By Wuzhe
With the continuous deepening of digitalization, observability has been a hot topic in recent years. Among the three pillars of observability which are Log, Trace, and Metric, log data is generally the most common. The first step for enterprises towards observability often begins with the collection and migration of log data to the cloud. After logs are collected, the most direct need is to retrieve and analyze valuable information from massive log data. As the volume of log data continues to grow, and the types of data continue to increase and evolve towards unstructured, multi-scenario, and multi-modal directions, traditional log search methods are increasingly insufficient for diverse and personalized analysis needs under different scenarios.
As one of the most fundamental data types in observability scenarios, log data has the following characteristics:
• Immutability: Log data is not modified once generated. It is a faithful record of the original event information and often does not have a fixed structure.

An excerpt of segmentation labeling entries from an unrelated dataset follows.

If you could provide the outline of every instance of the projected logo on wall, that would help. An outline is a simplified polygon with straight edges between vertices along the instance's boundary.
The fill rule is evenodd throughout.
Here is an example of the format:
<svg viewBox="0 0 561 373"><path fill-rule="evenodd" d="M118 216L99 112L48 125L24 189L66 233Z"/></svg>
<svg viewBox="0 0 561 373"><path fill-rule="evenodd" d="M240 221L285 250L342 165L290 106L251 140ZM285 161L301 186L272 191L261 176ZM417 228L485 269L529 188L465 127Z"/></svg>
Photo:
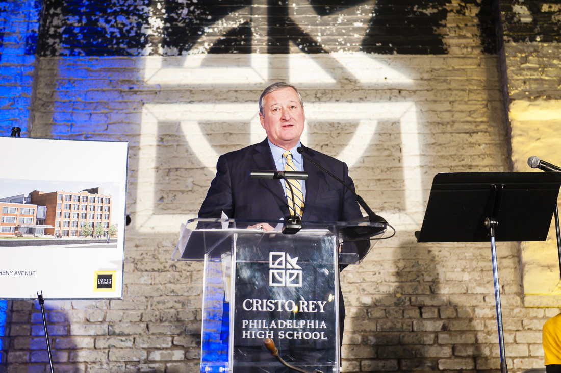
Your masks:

• Data Randomness: For example, anomalous event logs and user behavior logs are random and unpredictable by nature.
• Source Diversity: There are many types of log data, and it is difficult to have a unified schema for data from different sources.
• Business Complexity: Different business participants understand the data differently, making it difficult to anticipate future specific analysis needs when writing logs.
These factors mean that there is often no ideal data model for preprocessing log data during collection. Therefore, it is more common to directly collect and store raw log data, which can be called a Schema-on-Read approach or is known as the Sushi Principle (The Sushi Principle: Raw data is better than cooked, since you can cook it in as many different ways as you like).
Storing data in its raw form means that dynamic and real-time processing of the data is often required during analysis, such as JSON processing, extraction by using a regular expression, and mathematical calculations. Additionally, due to the lack of prior knowledge about data characteristics among different analysts, exploratory analysis of the data is usually necessary.
In other words, during the process of querying and analyzing logs, it is necessary to display the unstructured document structure while also providing rich operators for real-time processing. At the same time, it should ideally support convenient, cascading, and exploratory analysis methods.
Log data analysis can typically be divided into two main scenarios:
One type is query scenarios, also known as search or pure filtering scenarios. In these scenarios, unmatched logs are filtered out according to specific conditions, and for matched logs, their original log texts are output directly.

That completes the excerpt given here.